Recent rulings have established differing standards between California and federal courts for attorney-client privilege as applied to dual-purpose communications. A 2022 Ninth Circuit decision held the “primary purpose test” governs whether attorney-client privilege applies to dual-purpose communications. This standard differs from California’s broader “dominant purpose” test. Attorneys should be aware of this discrepancy between the state and federal standards when advising and communicating with clients.
In In re Grand Jury (2023) ___U.S.___ [143 S.Ct. 543], the U.S. Supreme Court dismissed its consideration of a Ninth Circuit decision on attorney-client privilege, In re Grand Jury (9th Cir. 2022) 23 F.4th 1088 (“Grand Jury”). In Grand Jury, the Ninth Circuit held the “primary purpose” test governs whether attorney-client privilege covers dual-purpose communications. The “primary purpose” test asks whether the communications’ primary purpose is to give or receive legal advice, rather than business or other non-legal advice. The Supreme Court’s dismissal leaves intact the “primary purpose” test as the operable law in the Ninth Circuit’s jurisdiction.

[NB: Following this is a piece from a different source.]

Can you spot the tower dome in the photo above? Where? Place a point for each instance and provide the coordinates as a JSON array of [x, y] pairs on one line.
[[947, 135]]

The attorney-client privilege protects communications between an attorney and their client for the purpose of providing legal advice. The privilege’s application becomes unclear, however, when communications are made for more than one purpose, i.e., “dual-purpose communications.” For example, a tax attorney advising a client on a tax return often gives both legal and business advice, as was the case in Grand Jury.
Grand Jury arose when the Central District of California held a company and law firm in contempt for failing to produce tax documents they claimed were attorney-client privileged. The district court reasoned under the “primary purpose” test the documents’ primary purpose was to obtain tax advice.
The company and law firm appealed, arguing the district court should have used the broader “because of” test. Under the “because of” test (borrowed from the attorney work product doctrine), a court asks whether it “can be fairly said that the document was created because of anticipated litigation and would not have been created in substantially similar form but for the prospect of that litigation.” The Ninth Circuit had not previously adopted a test for whether dual-purpose communications were entitled to attorney-client privilege, but held the “primary purpose” test applies.
The court reasoned attorney-client privilege “encourages full and frank communications between attorneys and their clients and thereby promotes broader public interests in the observance of law and administration of justice,” and the privilege is not necessarily tied to litigation. The court worried applying the broader “because of” test would “create perverse incentives for companies to add layers of lawyers to every business decision in hopes of insulating themselves from scrutiny in the future.” The “primary purpose” test has been adopted in some form by the Second, Fifth, Sixth, and D.C. Circuits.
Understanding the Difference between the “Primary Purpose” Test and California’s “Dominant Purpose” Test
The “primary purpose” test the Ninth Circuit adopted is narrower than the “dominant purpose” test for dual-purpose communications used in California. Under the “dominant purpose” test, a court asks whether the dominant purpose of the relationship between the parties to the communication is one of attorney-client. (Costco Wholesale Corp. v. Superior Court (2009) 47 Cal.4th 725.) The “relevant inquiry is not the content of the communication but is instead the relationship of the communicators.” (Clark v. Superior Court (2011) 196 Cal.App.4th 37, 52.) However, the communication must occur in the course of the attorney-client relationship. The attorney-client privilege would not apply, for example, if the attorney is merely acting as a client’s business advisor.
Because California courts look to the purpose of the attorney-client relationship, rather than a particular document’s contents, attorney-client privilege arguably applies to a broader range of communications in California courts. However, the California Supreme Court slightly narrowed the scope of the attorney-client privilege in its decision Los Angeles County Bd. of Supervisors v. Superior Court (2016) 2 Cal.5th 282, holding an attorney’s invoices to a client may not be considered privileged after litigation ends.
Practical Implications for You and Your Clients
One rarely knows with absolute certainty if they might end up in federal or state court, so caution warrants operating under the narrower federal “primary purpose” test. Recall that under this test, whether the attorney-client privilege applies is determined on a document-by-document basis. An attorney lulled into thinking California’s broader attorney-client privilege protects their communications may get a rude awakening if litigating in federal court.
Ideally, all legal and non-legal communications between an attorney and client would be kept separate, so no doubt exists in the first place whether the communications were dual-purpose. Keeping conversations separate is difficult in practice, however. Email threads between attorneys and their clients often drift from their original intent.
When communicating with clients, care should be taken to make explicit the communication is made for the purpose of giving or receiving legal counsel. When bringing on a new client, remind them of the scope and limitations of the attorney-client privilege. If there are non-legal reasons to communicate with a client, or a legal conversation drifts into non-legal territory, create a separate thread of conversation for the non-legal conversation. Clear separation of legal and non-legal discussion will also save time and expense in the future if communications need to be reviewed for privilege or redacted.